Can I attend an Otherworld Adventure Weekend while pregnant?
That depends on how far along in the pregnancy you are.
Women who are in their first trimester (that is, 14 weeks pregnant or less) may attend. Past this point in the pregnancy, safety considerations mean that we cannot allow you to participate.
Assuming I'm 14 weeks pregnant or less, is it safe for me to participate?
If yours is a normal pregnancy, then Otherworld should be safe for you. We suggest you discuss your attendance with your obstetrician or midwife in order to decide. (More on this below.) Although the weekend does include physical activity, including combat with padded foam swords, the nature of this activity should pose no problem to a healthy pregnancy.
Having said that, we feel obligated to remind potential participants that as many as 25% of all pregnancies end in miscarriage. Most of these occur during the first trimester; a significant number of them happen before a woman even suspects she's pregnant. In the vast majority of these cases, the miscarriage has NOTHING to do with any action taken by the woman, and there's nothing she could have done differently to prevent it.
This fact is easier for some people to accept than others. If participating in an Adventure Weekend will make you feel anxious, or if you think you'll feel guilty if you do indeed miscarry after participating, then attending while pregnant is probably ill-advised.
Can I attend and simply choose not to participate in combat?
No. To begin with, even if this were viable, it wouldn't remove you from all of the physical activity of the weekend. You could, for instance, be walking down a path and trip over a root. Of course, you could also trip and fall in your own house, and during the first trimester, it's extremely unlikely that either fall would endanger your pregnancy.
Also, while combat is far from the only thing that happens at an Adventure Weekend, it is an activity that's interspersed throughout the event. It's not feasible for us to tell our staff people "In any combat, make sure to avoid the woman in the red skirt."
When I discuss the Adventure Weekend with my OB/midwife, what should I say?

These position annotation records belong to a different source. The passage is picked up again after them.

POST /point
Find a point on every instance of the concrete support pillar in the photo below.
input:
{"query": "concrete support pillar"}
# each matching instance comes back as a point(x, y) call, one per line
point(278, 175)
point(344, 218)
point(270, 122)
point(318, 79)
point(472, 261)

Explain that you'll be taking part in a weekend-long outdoor event. Tell her that it's likely you might be running or jogging at some time and that, as such, it's possible that you might trip and fall. Also tell her that the event involves simulated combat with padded foam swords; you can explain that getting hit with one of these feels much like having a Nerf football thrown at you. Ask if she feels that either of these would be high-risk behavior for you.